Crawford audiences feel the same way. No one knew exactly what George W. Bush was going to do after two terms in the nation’s highest office. But one can’t help but think he knew all along. After nine seasons as founder, conductor, and Artistic Director of the Greater Crawford Symphony Orchestra, it’s hard to believe Bush won’t be with us next season. I asked if there was a defining moment of his tenure.
“Definitely the performance of Shostacovich’s Second Symphony in 2010. Many people didn’t understand what I was trying to say. But the audience did. Some board members left, but we stayed the course. 2012 I was pleased to curate a Hanns Eisler festival in the small hall, and when Fred [Rzewski] premiered his first piano concerto here the following season, I felt we had won the war.”
“People were surprised when you unionized the orchestra at Rzweski’s insistence.”
“I often surprise people. But they always know where I stand.”
“Are there any programming decisions you now regret?”
“Well – he’s gone now, so I guess I can admit I wasn’t happy with the first two movements of Rummy’s Beethoven’s Ninth, and I shouldn’t have let him lead the third. But we found another guy for the ‘Ode to Joy,’ so it all ended up okay. Then there was the Snoop Dog’s ‘Symphonic Rap Fantasy’ with President Obama. It was a better idea than it turned out to be. We thought people would be okay with Barack saying the ‘n’ word, but he wasn’t black enough. Overall, though, I’d say the cons have outweighed the pros.”

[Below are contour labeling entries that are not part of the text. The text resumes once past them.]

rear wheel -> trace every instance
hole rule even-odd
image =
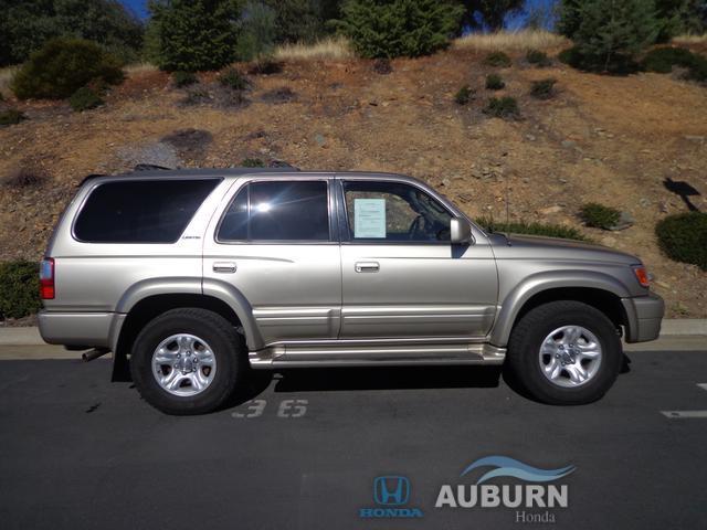
[[[619,333],[604,314],[579,301],[552,301],[516,325],[506,368],[532,398],[574,405],[604,395],[622,358]]]
[[[151,320],[130,354],[133,381],[167,414],[203,414],[221,406],[245,369],[242,337],[220,315],[172,309]]]

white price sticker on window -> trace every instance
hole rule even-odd
[[[386,199],[354,200],[354,237],[386,237]]]

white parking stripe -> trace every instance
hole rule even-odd
[[[682,420],[686,417],[707,417],[707,411],[661,411],[666,417],[671,420]]]

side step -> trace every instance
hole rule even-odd
[[[254,369],[392,367],[408,364],[502,364],[505,348],[487,343],[274,346],[251,351]]]

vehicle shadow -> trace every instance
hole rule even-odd
[[[495,388],[500,367],[310,368],[277,371],[275,392]]]

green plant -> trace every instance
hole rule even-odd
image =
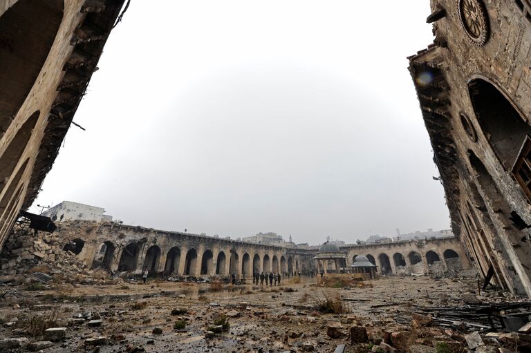
[[[209,331],[216,332],[216,326],[221,326],[221,331],[228,331],[230,328],[229,318],[225,314],[215,314],[212,316],[212,325],[208,327]]]
[[[142,310],[142,309],[145,309],[147,306],[147,301],[141,301],[135,303],[131,306],[131,307],[133,308],[133,310]]]
[[[183,330],[186,327],[186,321],[184,320],[178,320],[174,324],[174,330]]]
[[[29,283],[24,289],[27,291],[44,291],[46,289],[46,286],[42,283]]]
[[[325,314],[343,314],[346,309],[343,306],[341,297],[337,295],[334,297],[315,297],[319,312]]]
[[[435,346],[436,353],[452,353],[452,350],[446,342],[440,342]]]
[[[42,315],[30,314],[21,320],[21,327],[32,336],[41,336],[46,330],[55,327],[59,320],[59,311],[53,309]]]

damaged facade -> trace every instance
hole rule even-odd
[[[0,2],[0,249],[52,167],[123,2]]]
[[[485,278],[531,296],[531,2],[432,0],[409,71],[454,233]]]
[[[111,272],[139,274],[147,269],[151,275],[193,277],[234,273],[248,278],[254,271],[306,276],[321,270],[337,273],[350,269],[358,255],[366,256],[381,274],[442,274],[469,267],[455,237],[340,248],[334,245],[335,261],[328,256],[330,245],[281,247],[116,222],[78,220],[57,226],[53,235],[40,240],[26,241],[20,234],[10,240],[0,260],[0,281],[16,280],[27,272],[24,261],[54,261],[62,251],[75,255],[88,267]],[[339,258],[341,263],[337,261]]]

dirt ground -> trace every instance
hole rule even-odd
[[[273,287],[156,280],[48,290],[12,287],[0,307],[0,337],[46,341],[28,332],[37,317],[67,327],[66,338],[43,350],[47,352],[331,352],[340,344],[346,345],[344,352],[370,352],[371,340],[381,335],[377,328],[410,327],[417,305],[463,304],[463,294],[476,287],[474,279],[429,276],[381,278],[349,288],[323,287],[304,276],[301,283],[287,280]],[[320,302],[336,298],[342,314],[319,310]],[[230,328],[217,333],[214,319],[221,314],[227,315]],[[91,327],[90,318],[102,321]],[[174,328],[178,321],[185,327]],[[367,344],[351,343],[353,324],[367,327]],[[338,338],[330,337],[329,326],[337,327],[331,336]]]

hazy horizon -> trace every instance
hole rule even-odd
[[[71,126],[35,204],[310,244],[449,229],[406,59],[433,41],[429,12],[133,3],[74,117],[86,131]]]

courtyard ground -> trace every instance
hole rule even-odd
[[[387,277],[340,288],[295,281],[12,287],[0,308],[0,337],[14,352],[331,352],[342,344],[346,352],[466,350],[466,332],[413,313],[464,305],[477,298],[475,279]],[[43,335],[49,326],[66,328]]]

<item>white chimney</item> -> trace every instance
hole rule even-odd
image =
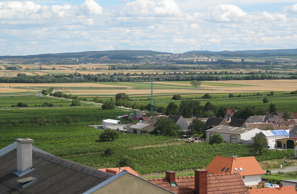
[[[32,167],[32,143],[34,141],[28,138],[16,139],[16,168],[14,174],[21,177],[34,170]]]

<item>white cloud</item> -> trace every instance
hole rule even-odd
[[[194,13],[193,16],[206,20],[220,22],[238,21],[242,20],[247,13],[234,5],[220,4],[211,7],[207,11]]]
[[[297,13],[297,3],[287,7],[286,9],[289,13]]]
[[[137,0],[127,3],[120,11],[121,15],[177,16],[182,11],[174,0]]]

“What about Lowell Liebermann’s Flute Concerto for Tony Snow?”
“I loved Lowell’s work. But what really blew me away that night was Tony’s encore.”
“You’re referring to his rendition of Sciarrino’s ‘L’orizonte luminoso Di Aton’?”
“Yes – I mean we should have amplified it, but it was a spur-of-the-moment thing.”
“And what about Condoleezza Rice’s controversial tempo choice in Brahms’s first piano concerto?”
“A little slow. I’ll leave it at that.”
“A few seasons ago, despite approving the commission, you refused to conduct Tobias Picker’s opera ‘The Brave Pioneers.’ Would you comment on that now?”
“Well. I knew it was just gonna be a bunch of fluff. I’m happy people liked it, and it’s gone on to be a big success. But I’ve always been a leader who’s done what he thinks is right even when it’s not popular.”
“Like your continued support of General Manager Alberto Gonzalez and his handling of the firing of the entire bassoon section?”
“I’m not going to comment on that.”
“Are you looking forward to Vienna?”
“Yes – Doris Dörrie and I have been talking about a new production of Lulu in which Lulu’s followed by a giant raccoon for the first act and is strangled by an octopus at the end. Doris is a genius – and she’s a regular at the Ranch. As is Olga Neuwirth, who’s rewriting the score. I’ve never thought that third act worked. Meantime, though, I’ll have to suffer through a million performances of The Magic Flute. All that Masonic hocus-pocus.”
There came a knock at the door. A voice announced a very special guest was here to see Bush. Bush smiled. He knew already who it was.
“Hey gringo!” said a burly, red-shirted man, entering.
Bush jumped out of his chair and turned to me. “Have you met Hugo? He’s our next conductor. Those guys in Venezuela sure know how to train musicians!”